Based on Spike's popular (and ridiculed) TV show of the same name, Deadliest Warrior attempts to answer such furiously debated questions in the context of this rather hollow beat-'em-up.
Having evidently ignored all of the best bits of Street Fighter, Tekken, Virtua Fighter and even Mortal Kombat, we're instead treated to a fighting game entirely devoid of combos. It's like the last 22 years of fighting game evolution never happened, with a hilariously limited range of moves.
You can choose from four different basic attacks assigned to the face buttons, dodge with the right stick, block with the right trigger and perform a signature move with RB. Thanks to a quite absurd damage system, you can find yourself downed in three or four hits, usually meted out with all the precision of a Friday night drunk in Basildon.
Sadly, Pipework Software didn't dare to tackle the thorny issue of whether the IRA could take out the Taliban (as the show infamously did), but it does let you chop your opponent's arm off. A crumb of comfort for some, I'm sure.
- - DSiWare
- 500 DSi points (£4.50/€5)
I suppose 'Marble Flicker' probably wouldn't have been as catchy a title, but it would have been a whole lot more accurate and honest than passing off this breaktime diversion as Crazy Golf.
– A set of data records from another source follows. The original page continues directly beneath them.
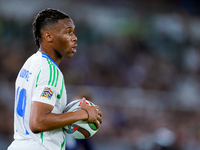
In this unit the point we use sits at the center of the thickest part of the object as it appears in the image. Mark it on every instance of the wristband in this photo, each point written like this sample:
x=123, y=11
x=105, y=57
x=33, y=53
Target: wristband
x=87, y=113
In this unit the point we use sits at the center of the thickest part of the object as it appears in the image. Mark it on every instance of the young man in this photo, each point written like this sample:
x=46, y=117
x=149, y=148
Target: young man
x=40, y=92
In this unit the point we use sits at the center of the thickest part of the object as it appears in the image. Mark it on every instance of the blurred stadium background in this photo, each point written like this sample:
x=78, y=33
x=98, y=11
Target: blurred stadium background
x=139, y=60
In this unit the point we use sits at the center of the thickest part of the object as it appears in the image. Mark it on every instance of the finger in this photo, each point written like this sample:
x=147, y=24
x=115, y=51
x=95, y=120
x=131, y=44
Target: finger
x=97, y=124
x=97, y=107
x=99, y=119
x=100, y=113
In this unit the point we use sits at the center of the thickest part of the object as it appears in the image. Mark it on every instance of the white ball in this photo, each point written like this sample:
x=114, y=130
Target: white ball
x=80, y=129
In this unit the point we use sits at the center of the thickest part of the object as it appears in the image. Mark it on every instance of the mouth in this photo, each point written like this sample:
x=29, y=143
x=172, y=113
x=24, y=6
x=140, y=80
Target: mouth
x=74, y=48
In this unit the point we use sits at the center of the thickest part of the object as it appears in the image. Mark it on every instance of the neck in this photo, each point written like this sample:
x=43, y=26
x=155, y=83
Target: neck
x=51, y=53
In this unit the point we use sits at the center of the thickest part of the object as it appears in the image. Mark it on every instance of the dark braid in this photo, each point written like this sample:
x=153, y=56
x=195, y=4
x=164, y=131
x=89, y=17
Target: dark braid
x=43, y=19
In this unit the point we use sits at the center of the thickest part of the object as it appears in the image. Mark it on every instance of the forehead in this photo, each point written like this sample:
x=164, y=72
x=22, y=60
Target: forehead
x=66, y=23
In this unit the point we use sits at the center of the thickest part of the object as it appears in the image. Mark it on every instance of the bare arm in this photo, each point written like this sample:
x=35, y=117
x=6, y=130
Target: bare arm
x=42, y=119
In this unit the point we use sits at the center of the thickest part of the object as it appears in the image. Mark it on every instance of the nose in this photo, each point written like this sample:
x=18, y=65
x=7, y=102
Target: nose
x=74, y=38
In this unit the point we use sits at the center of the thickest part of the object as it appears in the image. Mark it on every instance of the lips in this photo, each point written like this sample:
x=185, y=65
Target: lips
x=74, y=48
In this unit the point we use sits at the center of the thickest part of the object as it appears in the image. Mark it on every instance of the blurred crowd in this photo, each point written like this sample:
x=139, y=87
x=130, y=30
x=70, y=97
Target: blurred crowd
x=127, y=45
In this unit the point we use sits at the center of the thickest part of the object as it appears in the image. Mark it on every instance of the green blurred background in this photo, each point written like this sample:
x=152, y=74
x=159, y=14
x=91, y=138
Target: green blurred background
x=139, y=60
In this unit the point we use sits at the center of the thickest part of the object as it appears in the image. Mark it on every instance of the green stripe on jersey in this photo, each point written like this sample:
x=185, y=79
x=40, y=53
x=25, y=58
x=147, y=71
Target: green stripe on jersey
x=41, y=136
x=37, y=78
x=61, y=91
x=54, y=73
x=63, y=143
x=50, y=71
x=57, y=78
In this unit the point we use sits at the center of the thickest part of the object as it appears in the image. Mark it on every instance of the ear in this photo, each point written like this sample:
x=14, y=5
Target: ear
x=48, y=36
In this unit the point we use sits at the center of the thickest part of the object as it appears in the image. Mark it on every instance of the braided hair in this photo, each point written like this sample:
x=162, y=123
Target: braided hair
x=43, y=19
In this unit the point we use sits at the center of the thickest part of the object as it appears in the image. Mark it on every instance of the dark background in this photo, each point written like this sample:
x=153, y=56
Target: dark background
x=138, y=60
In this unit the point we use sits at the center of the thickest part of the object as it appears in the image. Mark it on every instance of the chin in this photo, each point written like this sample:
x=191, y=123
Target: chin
x=69, y=56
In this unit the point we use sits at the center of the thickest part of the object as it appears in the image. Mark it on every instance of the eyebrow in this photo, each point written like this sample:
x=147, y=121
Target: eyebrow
x=69, y=28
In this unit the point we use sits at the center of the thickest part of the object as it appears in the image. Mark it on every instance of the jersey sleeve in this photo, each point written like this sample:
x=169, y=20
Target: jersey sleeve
x=45, y=90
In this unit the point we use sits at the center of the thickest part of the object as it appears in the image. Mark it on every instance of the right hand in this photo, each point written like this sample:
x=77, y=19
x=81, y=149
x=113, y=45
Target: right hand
x=95, y=115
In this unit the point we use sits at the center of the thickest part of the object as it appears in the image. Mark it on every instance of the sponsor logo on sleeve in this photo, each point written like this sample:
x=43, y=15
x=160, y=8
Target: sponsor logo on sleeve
x=47, y=93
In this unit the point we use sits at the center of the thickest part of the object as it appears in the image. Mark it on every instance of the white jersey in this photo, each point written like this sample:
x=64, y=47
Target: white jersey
x=40, y=79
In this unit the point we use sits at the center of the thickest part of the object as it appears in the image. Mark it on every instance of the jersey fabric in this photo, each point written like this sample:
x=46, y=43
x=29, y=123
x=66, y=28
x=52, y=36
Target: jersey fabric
x=40, y=79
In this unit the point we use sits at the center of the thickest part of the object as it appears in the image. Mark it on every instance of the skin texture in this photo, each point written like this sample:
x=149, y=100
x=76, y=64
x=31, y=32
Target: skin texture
x=59, y=41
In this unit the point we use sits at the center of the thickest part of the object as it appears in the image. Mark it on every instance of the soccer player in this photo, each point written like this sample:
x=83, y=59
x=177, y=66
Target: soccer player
x=40, y=95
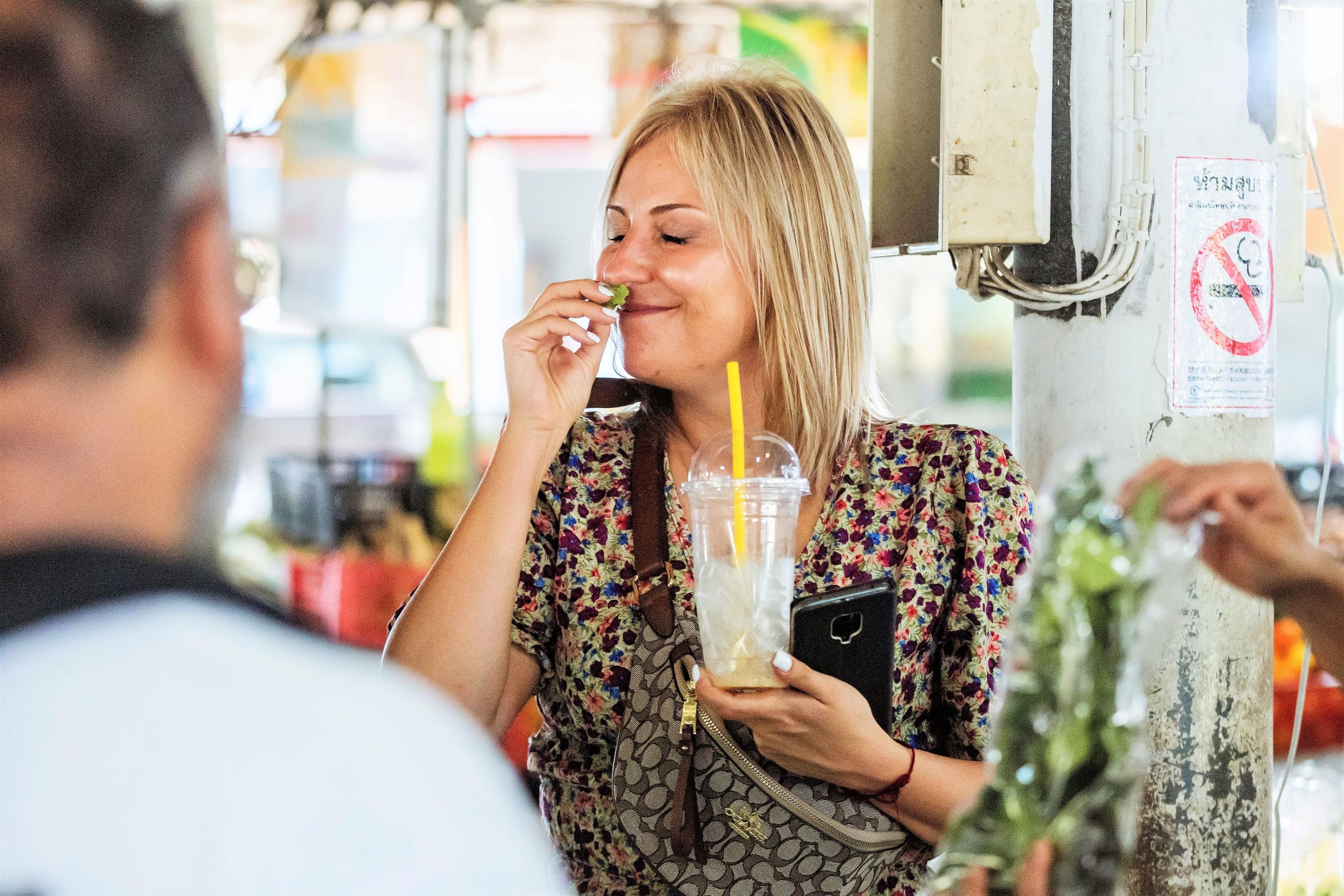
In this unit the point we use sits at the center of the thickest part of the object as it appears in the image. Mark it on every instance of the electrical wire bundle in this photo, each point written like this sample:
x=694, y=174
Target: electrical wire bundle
x=984, y=271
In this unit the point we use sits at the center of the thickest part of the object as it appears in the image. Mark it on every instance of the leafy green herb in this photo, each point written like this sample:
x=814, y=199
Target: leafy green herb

Once you get over the harrowing disappointment of being mislead so mercilessly, you might even start to enjoy Cranberry Production's latest DSiWare effort. The idea is to coax a ball/marble/cluster of murderous molecules across a table into a portal of doom. At least that's what I read into it.
The table is strewn with random desktop objects, such as pencils, rulers and coffee mugs, and you must try and reach your goal as quickly as possible and with as few shots as possible. With its simple putting mechanic, you simply point and drag a dotted line to vary direction and power, and let go when you're good and ready.
Shots ping all over the place, often snagging on obstacles or dropping down holes, and you quickly get horribly sucked into mastering the array of improbably challenging courses.
Crazy Golf is hardly a revolution in handheld gaming, but sometimes all you want to do of a day is flick balls across pretend courses, if only to ward off the impending existential crisis.